Google Cloudの接続性を維持管理し、トラブルシューティングを行うには、フローログを使用した上りトラフィックと下りトラフィックのモニタリングが役立ちます。フローログは、ネットワークインターフェイスとの間で行き来するIPトラフィックに関する情報をキャプチャし、Google Cloudコンソールの[ログ エクスプローラ]ページで確認できます。

フローログには、次の情報が含まれます。

  • 送信元IPアドレス
  • 送信先IPアドレス
  • ポート番号
  • プロトコル
  • バイト数
  • パケット数
  • 開始時間
  • 終了時間

フローログを使用して、次のことができます。

  • 特定のIPアドレスやポート番号からのトラフィックを監視
  • 特定のプロトコルを使用するトラフィックを監視
  • 特定の期間に発生したトラフィックを監視
  • トラフィックの増加や減少を監視

フローログは、ネットワークのパフォーマンスを監視し、トラブルシューティングを行うのに役立ちます。たとえば、特定のIPアドレスやポート番号からのトラフィックが急増している場合、攻撃を受けている可能性があります。

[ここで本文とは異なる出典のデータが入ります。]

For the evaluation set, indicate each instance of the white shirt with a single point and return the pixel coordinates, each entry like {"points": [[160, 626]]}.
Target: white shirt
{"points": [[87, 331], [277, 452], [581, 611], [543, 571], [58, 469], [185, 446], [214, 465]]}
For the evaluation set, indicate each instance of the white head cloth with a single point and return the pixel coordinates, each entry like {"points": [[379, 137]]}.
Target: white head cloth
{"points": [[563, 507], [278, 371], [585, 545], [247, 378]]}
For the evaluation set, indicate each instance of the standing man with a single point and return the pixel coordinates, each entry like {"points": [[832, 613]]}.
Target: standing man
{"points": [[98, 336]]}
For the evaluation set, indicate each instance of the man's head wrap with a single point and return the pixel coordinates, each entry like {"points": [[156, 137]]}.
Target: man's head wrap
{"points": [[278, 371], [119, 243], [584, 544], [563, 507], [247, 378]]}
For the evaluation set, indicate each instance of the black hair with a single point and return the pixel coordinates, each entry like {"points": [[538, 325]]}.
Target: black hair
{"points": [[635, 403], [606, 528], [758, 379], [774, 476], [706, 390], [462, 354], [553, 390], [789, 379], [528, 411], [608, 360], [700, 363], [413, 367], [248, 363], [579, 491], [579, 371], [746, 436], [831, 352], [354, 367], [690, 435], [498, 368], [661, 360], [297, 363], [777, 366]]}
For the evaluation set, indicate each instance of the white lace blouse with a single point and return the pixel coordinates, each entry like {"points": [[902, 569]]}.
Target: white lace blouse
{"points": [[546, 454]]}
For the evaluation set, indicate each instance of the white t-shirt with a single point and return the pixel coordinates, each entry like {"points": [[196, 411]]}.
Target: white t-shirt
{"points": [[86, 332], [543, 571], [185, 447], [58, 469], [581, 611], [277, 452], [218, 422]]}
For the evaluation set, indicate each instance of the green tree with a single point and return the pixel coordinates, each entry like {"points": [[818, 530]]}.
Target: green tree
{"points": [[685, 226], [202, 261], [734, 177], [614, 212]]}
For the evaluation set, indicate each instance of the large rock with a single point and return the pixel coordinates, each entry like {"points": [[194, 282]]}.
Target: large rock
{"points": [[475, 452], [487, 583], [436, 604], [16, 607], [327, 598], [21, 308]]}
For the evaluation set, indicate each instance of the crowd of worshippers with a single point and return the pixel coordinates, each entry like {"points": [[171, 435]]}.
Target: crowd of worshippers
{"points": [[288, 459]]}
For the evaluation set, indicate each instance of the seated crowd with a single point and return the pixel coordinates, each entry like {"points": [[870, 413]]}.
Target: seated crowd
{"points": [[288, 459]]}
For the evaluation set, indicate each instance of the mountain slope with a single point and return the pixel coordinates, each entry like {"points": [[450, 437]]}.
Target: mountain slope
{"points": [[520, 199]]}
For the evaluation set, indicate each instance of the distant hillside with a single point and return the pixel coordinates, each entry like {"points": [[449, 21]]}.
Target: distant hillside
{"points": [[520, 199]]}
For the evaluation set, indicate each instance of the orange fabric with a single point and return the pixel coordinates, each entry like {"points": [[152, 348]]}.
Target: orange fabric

また、特定のプロトコルを使用するトラフィックが遅延している場合、ネットワークの設定に問題がある可能性があります。

フローログを使用して、ネットワークのパフォーマンスを監視し、トラブルシューティングを行うことで、Google Cloudの接続性を維持管理することができます。

ファイアウォールログとファイアウォールインサイトのモニタリング

Google Cloudファイアウォールは、Google Cloudネットワークへのアクセスを制御するセキュリティツールです。ファイアウォールログは、ファイアウォールを通過するトラフィックの詳細を記録します。ファイアウォールインサイトは、ファイアウォールログを分析して、トラフィックのパターンを識別し、潜在的なセキュリティの問題を検出するツールです。

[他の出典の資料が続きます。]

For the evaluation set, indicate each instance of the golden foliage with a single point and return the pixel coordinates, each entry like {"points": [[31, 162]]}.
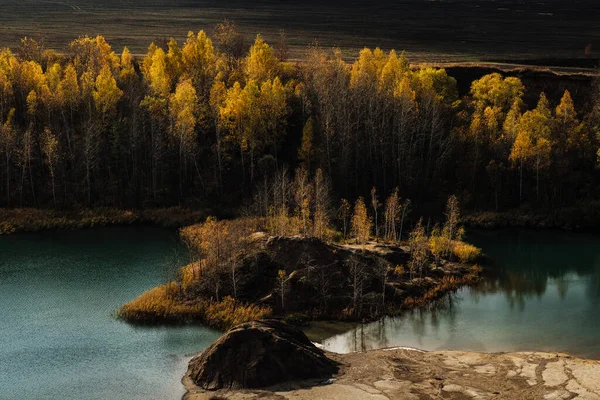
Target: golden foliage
{"points": [[465, 252], [162, 304]]}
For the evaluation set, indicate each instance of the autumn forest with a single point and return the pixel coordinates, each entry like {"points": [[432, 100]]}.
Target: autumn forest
{"points": [[212, 120]]}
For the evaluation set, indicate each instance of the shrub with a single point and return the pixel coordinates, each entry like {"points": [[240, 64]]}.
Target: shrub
{"points": [[465, 252], [163, 304]]}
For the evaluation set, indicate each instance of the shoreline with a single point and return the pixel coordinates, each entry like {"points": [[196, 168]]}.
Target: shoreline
{"points": [[405, 373], [169, 304], [20, 220]]}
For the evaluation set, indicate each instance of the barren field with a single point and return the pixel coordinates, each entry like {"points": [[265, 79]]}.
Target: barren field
{"points": [[430, 30]]}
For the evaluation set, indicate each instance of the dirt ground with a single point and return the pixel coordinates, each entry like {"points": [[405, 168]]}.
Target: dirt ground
{"points": [[411, 374]]}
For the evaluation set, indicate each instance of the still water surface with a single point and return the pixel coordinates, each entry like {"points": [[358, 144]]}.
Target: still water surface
{"points": [[543, 294], [58, 338]]}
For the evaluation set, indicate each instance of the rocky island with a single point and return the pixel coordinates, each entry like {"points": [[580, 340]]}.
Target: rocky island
{"points": [[394, 373]]}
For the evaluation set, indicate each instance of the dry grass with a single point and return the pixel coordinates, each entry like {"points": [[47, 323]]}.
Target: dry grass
{"points": [[162, 304], [447, 285], [465, 252]]}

ファイアウォールログとファイアウォールインサイトは、Google Cloudネットワークの接続性を維持管理し、トラブルシューティングを行うために使用できます。

VPNの管理とトラブルシューティング

Google Cloudでは、VPN接続の管理とトラブルシューティングを行うための次の機能を提供しています。

  • VPNトンネルのモニタリング:Google Cloudは、VPNトンネルの状態をモニタリングし、接続が失われた場合に通知します
  • VPNトンネルの復旧:Google Cloudは、VPNトンネルが失われた場合に、自動的にトンネルを復旧します
  • VPNトンネルのログ記録:Google Cloudは、VPN トンネルのすべてのトラフィックをログに記録します

これらの機能を使用して、VPN接続を常に監視し、問題が発生した場合に迅速に解決することができます。

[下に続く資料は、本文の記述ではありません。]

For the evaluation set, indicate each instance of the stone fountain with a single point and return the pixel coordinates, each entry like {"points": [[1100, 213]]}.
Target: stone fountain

VPN接続の接続性を維持するためのその他のヒントは次のとおりです。

  • 最新のVPNソフトウェアを使用していることを確認します
  • VPNトンネルの両端で同じIPアドレスとポート番号を使用していることを確認します
  • VPNトンネルの両端でファイアウォールルールを構成していることを確認します

これらのヒントに従うことで、VPN接続の接続性を維持し、問題が発生した場合に迅速に解決することができます。

Cloud RouterのBGPピアリング問題のトラブルシューティング

Cloud RouterのBGPピアリング問題をトラブルシューティングする方法はいくつかあります。

  1. BGPピアリング設定を確認
    Cloud RouterのBGPピアリング設定が正しく構成されていることを確認します。これには、正しいIPアドレス、ポート、AS番号、パスワードの使用が含まれます。
  2. BGPピアリング接続のステータスを確認
    Cloud Consoleまたは gcloud CLIを使用して、BGPピアリング接続のステータスを確認します。接続がUP状態にない場合は、何が原因で接続が失敗しているかを特定する必要があります。
  3. ネットワークトラフィックを監視
    Cloud Loggingを使用して、ネットワークトラフィックを監視します。これにより、BGPピアリング接続で発生している問題のトラブルシューティングに役立ちます。

レイテンシとトラフィックフローのモニタリング、管理、トラブルシューティング

ネットワークのスループットとレイテンシのテスト

ネットワークのスループットとレイテンシのテストについて説明します。

ネットワークのスループットとは、ネットワークが一定時間内に転送できるデータ量のことです。スループットは、ビット/秒 (bps)、キロビット/秒 (Kbps)、メガビット/秒 (Mbps)、ギガビット/秒 (Gbps) などの単位で表されます。

スループットは、ネットワークの帯域幅、ネットワークの混雑状況、サーバーの性能などによって異なります。ネットワークの帯域幅が広いほど、スループットは高くなります。また、ネットワークが混雑しているほど、スループットは低くなります。サーバーの性能が低いほど、スループットは低くなります。

ネットワークレイテンシとは、データが送信元から受信先に到達するまでの時間です。ネットワークレイテンシは、ネットワークの帯域幅、ネットワークの混雑状況、サーバーの性能などによって異なります。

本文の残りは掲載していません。